Anne’s marriage ended in 1997, and in the same year Coleen split from the EastEnders actor Shane Richie. Soon afterwards Anne was diagnosed with breast cancer. Having been cleaning and child-minding for Coleen to make ends meet, she believed her exclusion from the 2008 comeback tour was the result of a petty argument she had had with Coleen’s husband, Ray Fensome. In the resulting family meltdown, Bernie asserted that Anne would have retained more self-esteem had she kept her troubles to herself.
By then Bernie Nolan’s acting career was well under way. In 2000 She had joined the cast of the Channel 4 soap opera Brookside as Diane Murray, having starred to critical acclaim in a West End revival of Willy Russell’s musical Blood Brothers. Two years later she left Brookside to play Sgt Sheelagh Murphy in ITV’s police drama series The Bill. In 2005 she released her debut solo album of power ballads, All By Myself.

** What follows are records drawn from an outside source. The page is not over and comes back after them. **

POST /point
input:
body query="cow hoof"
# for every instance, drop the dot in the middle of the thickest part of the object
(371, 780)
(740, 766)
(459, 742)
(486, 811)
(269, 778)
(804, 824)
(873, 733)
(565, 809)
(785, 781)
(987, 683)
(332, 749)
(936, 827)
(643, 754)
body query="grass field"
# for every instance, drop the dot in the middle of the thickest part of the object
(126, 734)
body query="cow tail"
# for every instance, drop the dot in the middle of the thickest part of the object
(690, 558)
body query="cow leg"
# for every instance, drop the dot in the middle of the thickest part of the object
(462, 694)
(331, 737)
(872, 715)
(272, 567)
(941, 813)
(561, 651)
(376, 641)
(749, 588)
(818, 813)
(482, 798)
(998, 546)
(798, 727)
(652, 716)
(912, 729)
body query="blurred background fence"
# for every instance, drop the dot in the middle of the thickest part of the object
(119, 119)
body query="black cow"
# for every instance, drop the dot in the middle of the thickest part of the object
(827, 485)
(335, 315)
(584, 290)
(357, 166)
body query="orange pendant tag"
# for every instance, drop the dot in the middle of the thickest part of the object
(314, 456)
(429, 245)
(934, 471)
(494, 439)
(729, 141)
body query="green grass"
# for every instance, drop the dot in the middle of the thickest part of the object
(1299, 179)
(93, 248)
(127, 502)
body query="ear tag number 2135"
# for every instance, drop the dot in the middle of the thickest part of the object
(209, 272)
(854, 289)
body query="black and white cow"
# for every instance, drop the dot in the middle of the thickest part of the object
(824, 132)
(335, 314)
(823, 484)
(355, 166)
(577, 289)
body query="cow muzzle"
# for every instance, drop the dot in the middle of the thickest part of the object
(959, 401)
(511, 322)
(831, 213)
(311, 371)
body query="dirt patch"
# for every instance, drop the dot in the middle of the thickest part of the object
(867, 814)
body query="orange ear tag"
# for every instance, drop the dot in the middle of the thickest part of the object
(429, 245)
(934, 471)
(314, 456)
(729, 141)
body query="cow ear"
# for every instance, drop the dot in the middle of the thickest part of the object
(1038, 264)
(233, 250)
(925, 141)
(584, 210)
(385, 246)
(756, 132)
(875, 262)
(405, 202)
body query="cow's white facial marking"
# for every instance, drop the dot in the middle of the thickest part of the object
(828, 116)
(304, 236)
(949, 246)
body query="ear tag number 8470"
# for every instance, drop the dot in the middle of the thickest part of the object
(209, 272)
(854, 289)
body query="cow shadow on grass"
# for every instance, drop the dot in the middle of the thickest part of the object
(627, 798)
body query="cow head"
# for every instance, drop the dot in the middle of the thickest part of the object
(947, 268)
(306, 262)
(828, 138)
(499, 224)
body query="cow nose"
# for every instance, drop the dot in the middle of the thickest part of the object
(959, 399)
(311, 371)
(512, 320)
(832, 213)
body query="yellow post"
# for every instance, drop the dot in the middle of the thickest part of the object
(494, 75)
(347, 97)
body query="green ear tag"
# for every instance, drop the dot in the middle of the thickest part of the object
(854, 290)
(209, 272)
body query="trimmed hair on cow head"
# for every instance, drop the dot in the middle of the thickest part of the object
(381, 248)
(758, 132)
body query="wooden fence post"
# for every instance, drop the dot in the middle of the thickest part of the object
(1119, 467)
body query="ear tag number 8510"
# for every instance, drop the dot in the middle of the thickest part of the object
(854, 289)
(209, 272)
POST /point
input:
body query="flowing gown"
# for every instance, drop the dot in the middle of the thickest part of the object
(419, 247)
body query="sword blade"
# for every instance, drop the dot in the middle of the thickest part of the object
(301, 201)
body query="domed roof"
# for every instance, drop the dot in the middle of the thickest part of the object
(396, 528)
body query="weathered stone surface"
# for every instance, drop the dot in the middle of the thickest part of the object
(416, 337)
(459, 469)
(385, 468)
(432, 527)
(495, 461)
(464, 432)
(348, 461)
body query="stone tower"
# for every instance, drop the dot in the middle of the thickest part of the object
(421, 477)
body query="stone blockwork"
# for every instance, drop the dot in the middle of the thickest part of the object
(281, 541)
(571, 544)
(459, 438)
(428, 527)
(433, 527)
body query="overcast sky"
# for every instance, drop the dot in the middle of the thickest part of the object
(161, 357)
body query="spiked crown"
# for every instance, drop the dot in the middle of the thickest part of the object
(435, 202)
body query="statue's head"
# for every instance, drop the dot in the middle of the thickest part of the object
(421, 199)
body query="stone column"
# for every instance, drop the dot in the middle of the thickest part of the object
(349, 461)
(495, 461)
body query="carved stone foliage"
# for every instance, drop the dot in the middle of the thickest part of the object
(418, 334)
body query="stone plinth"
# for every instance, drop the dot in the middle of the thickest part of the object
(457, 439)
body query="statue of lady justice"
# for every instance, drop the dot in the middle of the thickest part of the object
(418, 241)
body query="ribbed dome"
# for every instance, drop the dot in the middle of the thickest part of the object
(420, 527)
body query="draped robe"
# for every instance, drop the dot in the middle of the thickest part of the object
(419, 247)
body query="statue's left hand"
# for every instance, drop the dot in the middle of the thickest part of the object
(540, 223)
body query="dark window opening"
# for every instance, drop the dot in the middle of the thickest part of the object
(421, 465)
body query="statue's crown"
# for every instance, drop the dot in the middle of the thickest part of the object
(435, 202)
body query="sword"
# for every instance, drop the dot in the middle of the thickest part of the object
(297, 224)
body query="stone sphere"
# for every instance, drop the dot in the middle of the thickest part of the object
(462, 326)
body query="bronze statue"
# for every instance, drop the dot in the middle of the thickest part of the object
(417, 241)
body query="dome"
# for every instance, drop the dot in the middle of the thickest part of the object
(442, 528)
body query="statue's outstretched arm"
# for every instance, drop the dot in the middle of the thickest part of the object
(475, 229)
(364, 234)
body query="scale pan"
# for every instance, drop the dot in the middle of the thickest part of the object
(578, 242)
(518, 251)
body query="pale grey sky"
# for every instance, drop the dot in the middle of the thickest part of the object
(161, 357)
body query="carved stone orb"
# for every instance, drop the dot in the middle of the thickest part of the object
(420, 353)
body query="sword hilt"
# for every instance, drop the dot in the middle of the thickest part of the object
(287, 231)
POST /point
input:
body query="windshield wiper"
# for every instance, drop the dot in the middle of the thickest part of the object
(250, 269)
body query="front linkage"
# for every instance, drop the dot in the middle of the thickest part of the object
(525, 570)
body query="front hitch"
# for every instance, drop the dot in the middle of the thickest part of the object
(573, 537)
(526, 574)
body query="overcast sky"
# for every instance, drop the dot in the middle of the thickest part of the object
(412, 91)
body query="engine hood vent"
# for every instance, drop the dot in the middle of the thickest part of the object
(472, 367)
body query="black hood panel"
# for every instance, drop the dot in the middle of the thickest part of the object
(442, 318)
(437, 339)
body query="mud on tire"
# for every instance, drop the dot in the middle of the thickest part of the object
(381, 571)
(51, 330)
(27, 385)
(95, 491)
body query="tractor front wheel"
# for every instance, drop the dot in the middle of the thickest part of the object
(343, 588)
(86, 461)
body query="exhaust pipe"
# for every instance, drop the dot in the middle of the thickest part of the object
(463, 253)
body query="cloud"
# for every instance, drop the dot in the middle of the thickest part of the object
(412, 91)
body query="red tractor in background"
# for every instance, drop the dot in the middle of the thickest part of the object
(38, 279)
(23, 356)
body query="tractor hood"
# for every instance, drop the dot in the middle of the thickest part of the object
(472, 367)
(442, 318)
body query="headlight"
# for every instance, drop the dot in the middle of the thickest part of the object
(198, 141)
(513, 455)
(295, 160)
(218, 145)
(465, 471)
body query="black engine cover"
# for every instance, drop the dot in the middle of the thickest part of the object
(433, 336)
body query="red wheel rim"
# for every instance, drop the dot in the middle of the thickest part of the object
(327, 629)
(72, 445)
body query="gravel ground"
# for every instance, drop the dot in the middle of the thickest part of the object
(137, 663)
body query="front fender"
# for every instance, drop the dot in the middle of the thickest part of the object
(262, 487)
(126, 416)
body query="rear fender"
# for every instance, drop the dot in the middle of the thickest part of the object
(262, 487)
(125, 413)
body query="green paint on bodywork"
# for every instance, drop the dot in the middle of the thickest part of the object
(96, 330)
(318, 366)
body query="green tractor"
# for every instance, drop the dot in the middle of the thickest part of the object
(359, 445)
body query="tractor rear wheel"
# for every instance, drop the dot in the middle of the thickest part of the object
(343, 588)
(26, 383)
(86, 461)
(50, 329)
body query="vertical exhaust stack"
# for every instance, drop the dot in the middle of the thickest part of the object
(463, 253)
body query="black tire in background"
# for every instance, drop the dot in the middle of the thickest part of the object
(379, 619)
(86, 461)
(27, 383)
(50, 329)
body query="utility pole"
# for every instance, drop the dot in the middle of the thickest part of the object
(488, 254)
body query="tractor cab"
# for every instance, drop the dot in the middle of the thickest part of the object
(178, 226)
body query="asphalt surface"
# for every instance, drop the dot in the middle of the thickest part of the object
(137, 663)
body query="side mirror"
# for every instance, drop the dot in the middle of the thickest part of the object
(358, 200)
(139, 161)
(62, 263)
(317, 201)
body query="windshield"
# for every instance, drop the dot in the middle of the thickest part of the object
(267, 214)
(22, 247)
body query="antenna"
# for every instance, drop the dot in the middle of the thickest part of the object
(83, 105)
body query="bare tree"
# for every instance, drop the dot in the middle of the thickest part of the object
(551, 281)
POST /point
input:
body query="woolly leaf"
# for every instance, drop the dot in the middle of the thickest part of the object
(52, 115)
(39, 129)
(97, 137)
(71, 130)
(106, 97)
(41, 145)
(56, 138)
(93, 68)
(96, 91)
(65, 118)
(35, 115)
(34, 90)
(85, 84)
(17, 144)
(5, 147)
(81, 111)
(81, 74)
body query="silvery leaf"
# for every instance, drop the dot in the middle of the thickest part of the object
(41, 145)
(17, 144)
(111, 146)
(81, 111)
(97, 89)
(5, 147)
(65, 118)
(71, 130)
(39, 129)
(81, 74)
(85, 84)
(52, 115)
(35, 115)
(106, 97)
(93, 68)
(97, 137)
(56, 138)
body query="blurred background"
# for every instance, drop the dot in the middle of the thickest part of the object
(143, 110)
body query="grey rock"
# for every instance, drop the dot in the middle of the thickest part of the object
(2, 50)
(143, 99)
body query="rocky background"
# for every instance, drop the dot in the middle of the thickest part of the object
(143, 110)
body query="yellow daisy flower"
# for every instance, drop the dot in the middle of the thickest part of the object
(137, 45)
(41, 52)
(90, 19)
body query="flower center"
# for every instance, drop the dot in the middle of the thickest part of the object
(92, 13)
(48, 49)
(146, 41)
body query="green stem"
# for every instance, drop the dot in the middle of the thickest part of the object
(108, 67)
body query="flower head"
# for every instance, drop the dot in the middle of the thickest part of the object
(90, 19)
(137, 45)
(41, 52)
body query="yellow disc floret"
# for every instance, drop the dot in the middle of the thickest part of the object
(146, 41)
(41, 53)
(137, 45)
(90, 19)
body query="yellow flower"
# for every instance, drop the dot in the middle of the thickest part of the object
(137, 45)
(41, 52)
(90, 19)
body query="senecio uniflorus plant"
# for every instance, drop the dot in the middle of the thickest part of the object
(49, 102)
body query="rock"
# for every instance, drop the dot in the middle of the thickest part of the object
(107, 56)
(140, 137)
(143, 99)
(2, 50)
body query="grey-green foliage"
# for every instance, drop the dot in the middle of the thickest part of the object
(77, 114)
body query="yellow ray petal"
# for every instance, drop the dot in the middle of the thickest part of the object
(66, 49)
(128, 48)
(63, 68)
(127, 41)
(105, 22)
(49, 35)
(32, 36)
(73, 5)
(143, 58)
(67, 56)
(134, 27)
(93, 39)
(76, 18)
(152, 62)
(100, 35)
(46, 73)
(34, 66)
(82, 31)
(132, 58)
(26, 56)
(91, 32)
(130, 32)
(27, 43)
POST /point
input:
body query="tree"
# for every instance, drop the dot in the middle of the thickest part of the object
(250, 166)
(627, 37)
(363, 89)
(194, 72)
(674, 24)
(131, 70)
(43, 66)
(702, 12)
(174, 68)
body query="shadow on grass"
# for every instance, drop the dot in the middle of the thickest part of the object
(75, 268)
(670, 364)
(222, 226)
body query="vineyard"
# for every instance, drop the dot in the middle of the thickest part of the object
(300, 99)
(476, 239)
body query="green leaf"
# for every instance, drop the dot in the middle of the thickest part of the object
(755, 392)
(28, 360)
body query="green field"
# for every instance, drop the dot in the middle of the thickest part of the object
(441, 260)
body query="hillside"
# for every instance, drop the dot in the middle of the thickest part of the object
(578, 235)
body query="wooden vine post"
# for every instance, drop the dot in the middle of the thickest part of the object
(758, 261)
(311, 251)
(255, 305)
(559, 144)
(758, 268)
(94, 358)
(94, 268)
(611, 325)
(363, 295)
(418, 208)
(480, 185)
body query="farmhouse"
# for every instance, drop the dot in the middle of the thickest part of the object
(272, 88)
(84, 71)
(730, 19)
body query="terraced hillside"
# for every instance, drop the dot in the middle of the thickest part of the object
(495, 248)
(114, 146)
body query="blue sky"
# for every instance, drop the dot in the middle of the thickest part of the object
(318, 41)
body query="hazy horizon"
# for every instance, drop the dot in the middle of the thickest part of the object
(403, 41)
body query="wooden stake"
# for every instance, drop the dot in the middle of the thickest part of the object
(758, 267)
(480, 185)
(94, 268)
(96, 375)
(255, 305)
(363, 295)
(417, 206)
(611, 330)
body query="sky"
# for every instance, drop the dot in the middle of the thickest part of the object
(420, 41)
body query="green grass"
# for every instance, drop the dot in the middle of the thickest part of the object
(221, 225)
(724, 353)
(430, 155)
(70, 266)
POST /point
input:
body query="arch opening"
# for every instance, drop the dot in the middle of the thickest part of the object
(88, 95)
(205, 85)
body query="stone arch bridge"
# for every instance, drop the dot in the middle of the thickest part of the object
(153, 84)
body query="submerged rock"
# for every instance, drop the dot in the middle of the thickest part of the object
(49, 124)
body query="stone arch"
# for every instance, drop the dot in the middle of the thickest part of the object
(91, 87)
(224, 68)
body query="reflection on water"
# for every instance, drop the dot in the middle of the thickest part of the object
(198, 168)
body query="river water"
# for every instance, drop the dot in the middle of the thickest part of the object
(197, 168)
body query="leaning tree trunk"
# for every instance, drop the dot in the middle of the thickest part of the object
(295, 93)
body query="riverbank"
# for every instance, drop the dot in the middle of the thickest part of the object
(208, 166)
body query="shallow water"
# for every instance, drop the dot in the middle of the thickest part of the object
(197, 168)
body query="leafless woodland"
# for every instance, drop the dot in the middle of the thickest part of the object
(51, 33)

In 2006 she took part in Channel 4’s series The Games, returning to the live stage in 2009 to play the Fairy Godmother in Cinderella at the Manchester Opera House.
In 2007 three of the Nolans were included in the Guinness Book of Records for each playing the lead role in Blood Brothers (Bernie in 1999, Linda in 2000 and Denise in 2003, all at the Festival Theatre in Edinburgh). Bernie also starred as Mama Morton in a touring version of the musical Chicago in 2012, and later that year announced the Nolans’ farewell tour.
Bernie Nolan married, in 1996, the drummer Steve Doneathy, who survives her with their 14 -year-old daughter, Erin.